The National Fish and Wildlife Foundation Wednesday announced $2.4 million in grants as part of the first round of $7 million in funding to improve waters that contribute to the overall health of the Delaware River.
This initial round of funding includes 15 projects (9 in Pennsylvania) that will work toward restoring water quality and fish and wildlife habitat across the Delaware River watershed. The projects will collaboratively restore 34 acres of wetlands and 32 miles of riparian habitat, engage 1,050 volunteers and mitigate nearly two million gallons of stormwater runoff.

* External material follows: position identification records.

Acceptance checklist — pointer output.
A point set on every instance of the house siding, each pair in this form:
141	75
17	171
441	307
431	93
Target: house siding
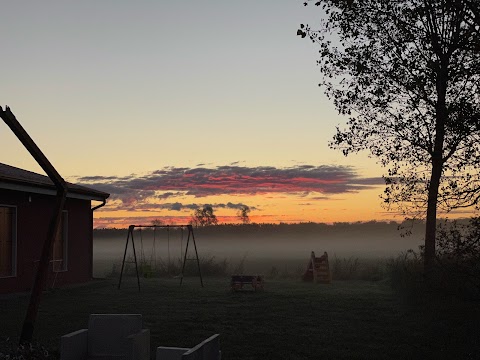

These grants are part of a $35 million multi-state investment by the William Penn Foundation to protect the Delaware River.
In April, The William Penn Foundation announced a $7 million grant to the National Fish and Wildlife Foundation to restore habitat in the Delaware River as part of a $35 million initiative that also includes the Academy of Natural Sciences of Drexel University, the Open Space Institute and more than 40 additional national and regional partners.
The initiative aims to permanently protect more than 30,000 acres, implement more than 40 restoration projects, pilot new incentives for landowners and businesses, provide replicable models for other locations in the watershed, and develop long-term water quality data for the watershed at an unprecedented scale.
Dignitaries and grantees alike gathered at the Race Street Pier in Philadelphia for the 2014 Delaware River Restoration Fund grants announcement.
Amanda Bassow, Director, NFWF Eastern Partnership Office; Laura Sparks, Chief Philanthropy Officer, William Penn Foundation; Denise Coleman, State Conservationist, Natural Resources Conservation Service – Pennsylvania; and Shawn Garvin, Regional Administrator, U.S. EPA Region 3, provided remarks about the multi-state investment to protect and restore critical sources of drinking water for 15 million people.
The nine initial grant recipients in Pennsylvania are: Brandywine Conservancy, Inc.; Brandywine Valley Association, Inc.; Tookany/Tacony-Frankford Watershed Partnership; Stroud Water Research Center; Berks County Conservancy; Lower Merion Conservancy; Pennypack Ecological Restoration Trust; Pennsylvania Resources Council; and the Brodhead Watershed Association.
“NFWF is thrilled to announce the inaugural slate of Delaware River Restoration Fund grants. With an investment of only $2.4 million from NFWF this year, our grantees are able to leverage more than twice that amount for on-the-ground conservation and restoration,” said Amanda Bassow, Director of the Eastern Partnership Office for the National Fish and Wildlife Foundation. “We're grateful to William Penn Foundation for sparking this initiative by bringing together such a talented group of partners—and we're looking forward to supporting additional important projects in subsequent rounds.”
“The team at the William Penn Foundation is very excited to see the first steps of the recently-launched Delaware River Watershed Initiative come to life. We're pleased that these NFWF grants will further align efforts to restore streams, advance implementation of green infrastructure, deliver robust conservation on working lands and improve water quality in our region,” said Laura Sparks, Chief Philanthropy Officer for the William Penn Foundation.
"Conservation is truly a partnership effort," said Denise Coleman, NRCS State Conservationist. "NRCS is looking forward to expanding our conservation efforts with partners and grant recipients to protect and improve water quality in the Delaware River."
In recent years, deforestation from commercial, residential and energy development, contaminated runoff from farms and urban stormwater have increasingly threatened the health of the Delaware River.
The Delaware is the only free-flowing river east of the Mississippi and provides clean and safe drinking water to more than 15 million people, many in major cities including Philadelphia, New York, Camden (NJ) and Wilmington (DE).
The Delaware River watershed covers 13,539 square miles of land and water, touches a population of over eight million people and is home to native brook trout, river herring, oysters and threatened plants and other wildlife.